Anxiety can affect us both mentally and physically, which means that we don’t just feel it in our minds – we feel it in our bodies, too.
Mental symptoms of anxiety can include:
- feeling worried or nervous
- feeling on-edge or irritable
- feeling like you’re in danger
- having racing, intrusive thoughts
- experiencing changes in perception
- experiencing depersonalization or derealization
Physical symptoms of anxiety may include:
- racing heart or chest pain
- shortness of breath
- sweating, hot flashes, or cold flashes
- dizziness or lightheadedness
- muscle or body aches and pains
- upset stomach, nausea, or diarrhea
- changes in sleeping or eating
Anxiety is the emotional response to things that we perceive as stressful or dangerous. When we feel anxious, it triggers our stress response. Also known as our fight, flight, or freeze response.
As our bodies kick into gear to prepare us for the “threat”, they release a cascade of hormones, such as adrenaline.
Adrenaline and other hormones released during the stress response activate our nervous system. We feel many of the physical and emotional symptoms of anxiety because of the effects that these hormones can have on the body.
When to seek help
It’s natural to feel anxiety every now and then, such as before giving a presentation or going out on a first date. But for some people, especially those with anxiety disorders, anxiety is more frequent and can interfere with someone’s ability to live their life.
One of the common features of many anxiety disorders is frequent and persistent anxiety. Occasionally, this anxiety can lead to anxiety or panic attacks. Here’s what anxiety and panic attacks may feel like:
- Anxiety attack: Usually builds up gradually and feels like a general increase in anxiety. If you’re having an anxiety attack, you might feel on edge or irritable, and have trouble with activities like eating or sleeping.
- Panic attack: Comes on more quickly and feels like a sudden, intense feeling of panic. When you’re experiencing a panic attack, it can cause symptoms like a racing heart, trouble breathing, and even feeling detached from yourself or the world.
If you’ve been experiencing anxiety that makes it hard to function, including frequent anxiety or panic attacks, consider reaching out to your doctor or a mental health professional to discuss your concerns. You can also find more helpful resources on anxiety at our anxiety hub.
Despite how uncomfortable anxiety might feel, it’s our bodies’ way of preparing us for potential stress or danger.
Whenever you notice that your stress and anxiety is rising, here are a few coping skills you can consider trying to help relax your mind and body.
1. Recognize your triggers
Many people have specific things that make them anxious, such as increased stress or big life changes, for example.
Once you’re aware of what’s causing your anxiety, you can either learn to better manage these triggers or limit how frequently you encounter them.
2. Practice being mindful
Meditation and yoga are two examples of mindful activities, but even taking a moment to stop and be present may help reduce anxiety.
3. Engage with your body
Exercises like walking and activities like progressive muscle relaxation (PMR) can help engage your body and relax your mind.

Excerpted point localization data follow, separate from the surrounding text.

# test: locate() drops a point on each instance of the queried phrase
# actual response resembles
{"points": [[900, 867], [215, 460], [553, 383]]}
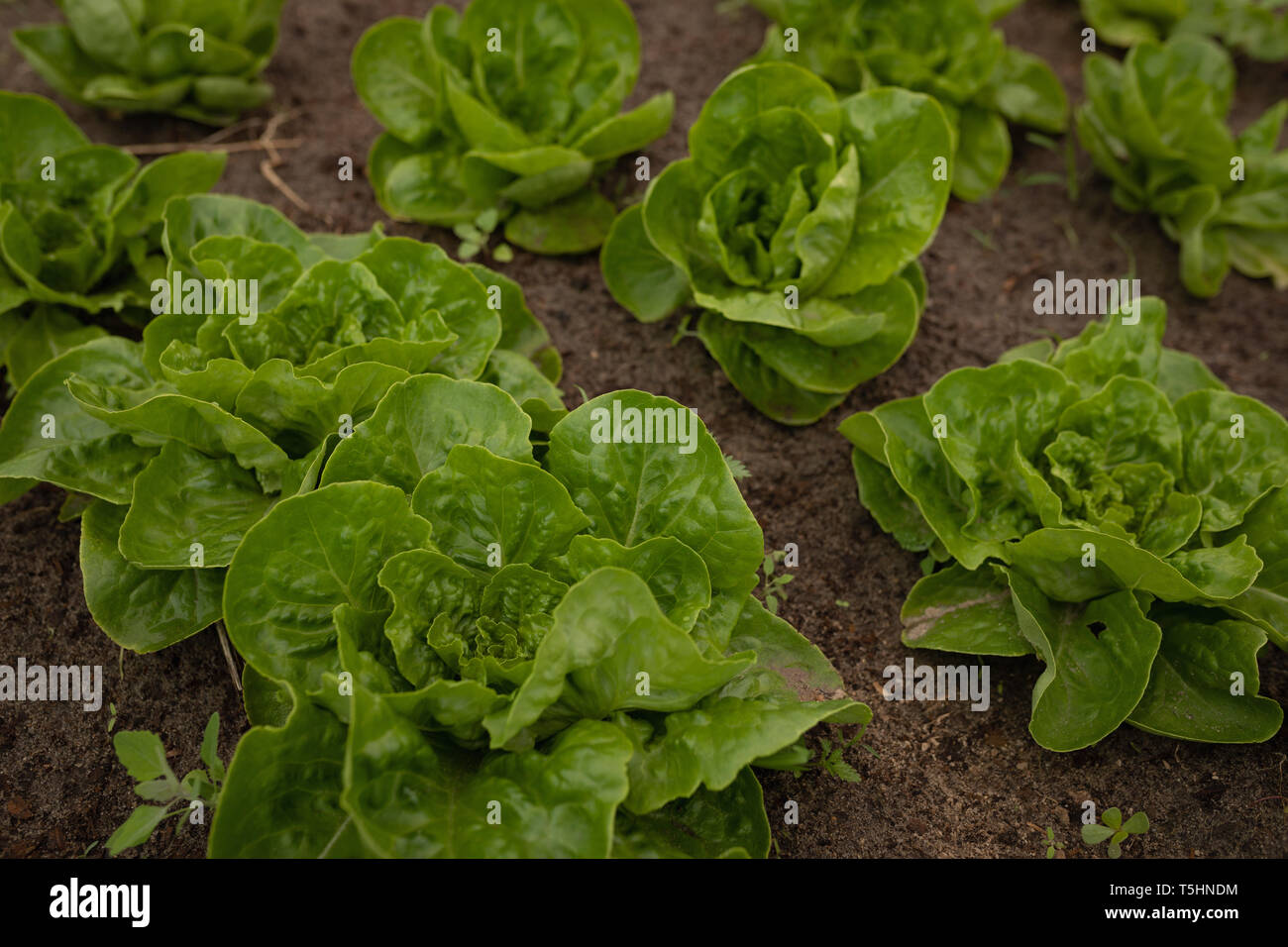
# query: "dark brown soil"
{"points": [[939, 780]]}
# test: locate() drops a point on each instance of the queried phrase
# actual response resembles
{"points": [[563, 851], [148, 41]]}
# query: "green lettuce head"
{"points": [[1155, 125], [1106, 505], [943, 48], [270, 346], [1254, 27], [197, 59], [795, 226], [484, 654], [510, 111], [80, 235]]}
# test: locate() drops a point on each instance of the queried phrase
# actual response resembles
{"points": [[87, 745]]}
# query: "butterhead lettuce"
{"points": [[189, 437], [197, 59], [1155, 124], [944, 48], [795, 226], [511, 108], [1106, 505], [489, 655]]}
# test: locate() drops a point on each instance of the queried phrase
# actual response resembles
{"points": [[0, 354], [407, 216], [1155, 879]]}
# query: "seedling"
{"points": [[1052, 845], [143, 755], [773, 585], [476, 236], [1115, 828], [737, 468]]}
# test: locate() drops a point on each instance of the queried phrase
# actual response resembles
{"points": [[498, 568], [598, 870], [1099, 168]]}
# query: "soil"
{"points": [[938, 780]]}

4. Practice accepting emotions
It’s not uncommon for people to fear their anxiety, or even want to get rid of it, but anxiety is a natural emotion that we all feel.
Rather than trying to get rid of this emotion completely, it can be helpful to practice accepting it for what it is – just a passing emotion.
5. Seek outside support
Sometimes it can be difficult to cope with emotions like anxiety alone, especially when you’re living with an anxiety disorder.
If you notice that you feel better when you share how you’re feeling, consider speaking to a friend or reaching out to a therapist for support.
Anxiety is just one of the many human emotions that we feel, and it’s one that can affect both our mental and physical health. And while it’s typical for people to feel anxious or panicky from time to time, it can be a very uncomfortable emotion to experience.
If you’ve noticed that your anxiety is having a significant impact on your life, consider reaching out to a professional for help. With the guidance of a trained mental health professional, you can get the treatment you need to manage your anxiety and live your life.